Typical Rates & Fees Associated with Business Loans
When acquiring a business loan, one can expect to pay different
rates and fees based upon the years the business has been in
operation, the owner's personal credit history, the business's
credit history, and whether or not the loan is secured or
unsecured. If the loans are guaranteed, whether or not they are
by the government or some other agency can affect the rates as
well.
Interest Rates are controlled by usury laws. A lender can safely
charge a business up to 10% interest per year and not violate
any usury laws. Depending on the type of lender you seek,
personal or commercial, this may not always hold true. There are
different usury laws governing personal lenders and those that
are protected by the Federal Government (commercial banks,
credit unions, savings and loans). Typical lenders charge
between 6-7%, however, as stated earlier; financial security in
the business and the owner play an important role in
establishing interest rates. Often times commercial banks offer
fixed interest rates, but more often than not, the rates are
flexible after a given number of years. Government loans are
offered to small businesses that meet certain criteria. These
loans are offered at the approximate US Treasury note rate of +
1.7% (fixed rate). Other agencies and specially funded business
loans offer rates that are decided by special committees.
Usually they are lower because these loans are only available to
certain business owners.
Fees come in different increments based upon the institution you
choose to borrow money from. Typical fees include application
fees that can run up to $500, although, some institutions and
loan companies do not charge any application fee. Closing Costs
which usually run within 1-2% of the original amount borrowed.
Common commercial loans that are under $500,000 are usually at
least 2%. Loans above $500,000 usually have fees ranging from
1.5-1.75%. Other fees that one might encounter when borrowing
money for his or her business are: appraisal fees, attorney
fees, and environmental assessments. These fees may or may not
be included in the closing costs.

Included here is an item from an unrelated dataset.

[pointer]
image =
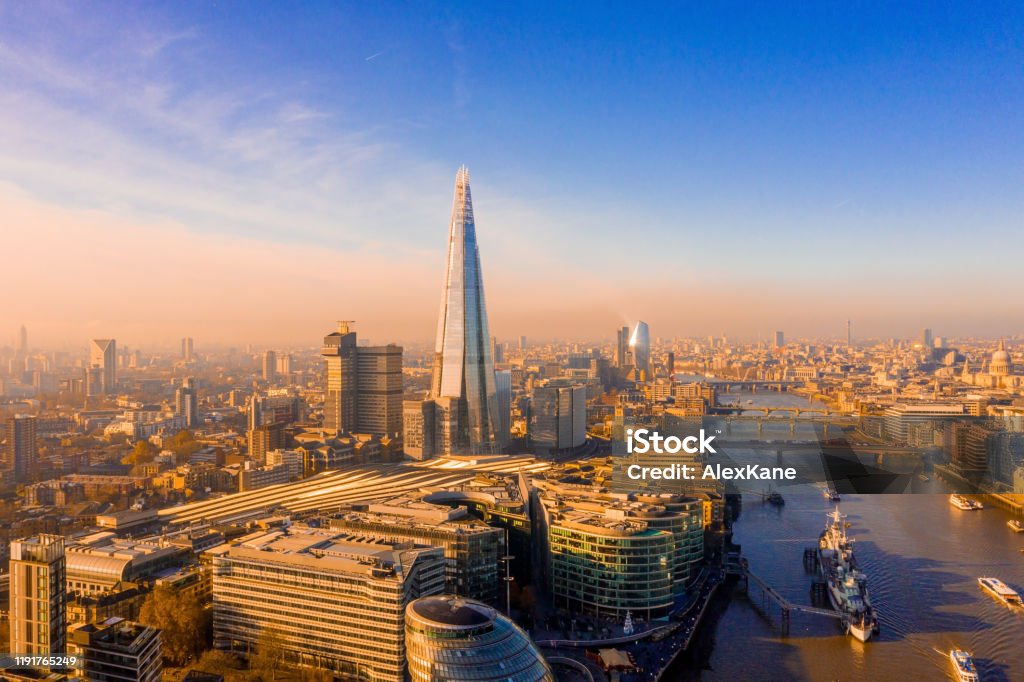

If not included, these fees
may mount up to several thousand dollars. It's important to ask
your financial institution which fees are included in the final
closing costs. Government loans and loans that are offered
through agencies that cater to certain small business owners
offer fees that are based upon the project size. Most are
usually at least 3%, some agencies charge the exact amount of
all filing fees and an additional 1-2% of the original loan
amount.
Many individuals choose to refinance their residence as means
for a business loan. Often times these loans can be acquired
much easier than a business only loan. Interest rates are often
lower and fixed for longer amounts of time, as well. Fees
usually range below 2% and can be included in the loan. Having
equity in your home may enable business owners to borrow money
with lesser interest rates and fees. However, it is a risky
plan. If your payments are not made on-time and in full each
month, your home may be sold to cover the loan.